Computing quantum entanglement with machine learning
Andrea Bulgarelli, Elia Cellini, Karl Jansen, Stefan Kühn, Alessandro Nada, Shinichi Nakajima, Kim A. Nicoli, Marco Panero
TL;DR
The paper tackles the challenge of computing entanglement measures in lattice field theories, where Renyi entropies $S_n$ are expressed via the replica trick as $S_n = \frac{1}{1-n} \log \frac{Z_n}{Z^n}$ and universal finite contributions are captured by the entropic c-function $C_n = \frac{l^{D-1}}{|\partial A|} \frac{\partial S_n}{\partial l}$. It introduces a defect-focused Normalizing Flow framework that acts on a localized region near the replica-cut endpoint to transform a simple prior into the replicated ensemble, enabling direct estimation of partition-function ratios.

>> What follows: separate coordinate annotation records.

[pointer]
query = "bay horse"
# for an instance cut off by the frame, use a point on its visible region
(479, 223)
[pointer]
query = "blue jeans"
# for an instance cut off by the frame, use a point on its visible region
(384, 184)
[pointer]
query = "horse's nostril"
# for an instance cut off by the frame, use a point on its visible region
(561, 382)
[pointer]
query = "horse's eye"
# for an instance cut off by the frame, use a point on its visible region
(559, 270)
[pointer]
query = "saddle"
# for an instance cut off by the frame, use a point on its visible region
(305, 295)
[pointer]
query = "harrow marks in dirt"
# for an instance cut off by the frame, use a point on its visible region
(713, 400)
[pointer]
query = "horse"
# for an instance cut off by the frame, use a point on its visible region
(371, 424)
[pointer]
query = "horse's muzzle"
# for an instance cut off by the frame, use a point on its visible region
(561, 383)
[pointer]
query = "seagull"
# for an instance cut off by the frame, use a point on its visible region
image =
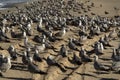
(115, 56)
(27, 44)
(83, 55)
(50, 61)
(98, 48)
(63, 51)
(36, 56)
(61, 33)
(113, 34)
(116, 66)
(12, 52)
(5, 64)
(40, 48)
(98, 66)
(75, 60)
(72, 45)
(25, 58)
(76, 42)
(18, 35)
(33, 68)
(104, 42)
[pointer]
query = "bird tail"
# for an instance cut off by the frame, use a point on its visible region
(62, 68)
(77, 49)
(42, 72)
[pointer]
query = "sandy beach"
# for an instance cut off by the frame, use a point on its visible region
(83, 72)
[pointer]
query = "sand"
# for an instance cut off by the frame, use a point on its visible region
(84, 72)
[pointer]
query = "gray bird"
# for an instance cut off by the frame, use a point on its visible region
(116, 66)
(72, 45)
(63, 51)
(12, 52)
(75, 60)
(50, 61)
(61, 33)
(5, 64)
(115, 56)
(84, 57)
(33, 68)
(98, 66)
(36, 56)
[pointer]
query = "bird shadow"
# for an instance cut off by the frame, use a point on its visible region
(86, 74)
(108, 79)
(18, 66)
(105, 59)
(100, 72)
(14, 78)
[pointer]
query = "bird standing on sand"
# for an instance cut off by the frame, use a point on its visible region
(50, 61)
(72, 45)
(36, 56)
(63, 51)
(33, 68)
(12, 52)
(98, 66)
(5, 64)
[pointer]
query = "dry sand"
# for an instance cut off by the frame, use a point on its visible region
(84, 72)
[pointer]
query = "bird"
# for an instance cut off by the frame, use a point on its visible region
(98, 66)
(104, 42)
(116, 66)
(61, 33)
(27, 44)
(40, 48)
(72, 45)
(113, 34)
(50, 61)
(18, 35)
(25, 58)
(5, 64)
(76, 42)
(36, 56)
(83, 55)
(98, 48)
(32, 68)
(12, 52)
(63, 51)
(75, 60)
(114, 56)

Across a $(2+1)$-dimensional $\phi^4$ theory at criticality, the approach yields significant efficiency gains and high-precision estimates of $C_n$ on large lattices, outperforming traditional Monte Carlo methods. The work presents a transferable paradigm for entanglement-related observables in lattice field theories, compatible with equivariant-flow ideas and extendable to gauge theories and other observables.
Abstract
Entanglement calculations in quantum field theories are extremely challenging and typically rely on the replica trick, where the problem is rephrased in a study of defects. We demonstrate that the use of deep generative models drastically outperforms standard Monte Carlo algorithms. Remarkably, such a machine-learning method enables high-precision estimates of Rényi entropies in three dimensions for very large lattices. Moreover, we propose a new paradigm for studying lattice defects with flow-based sampling.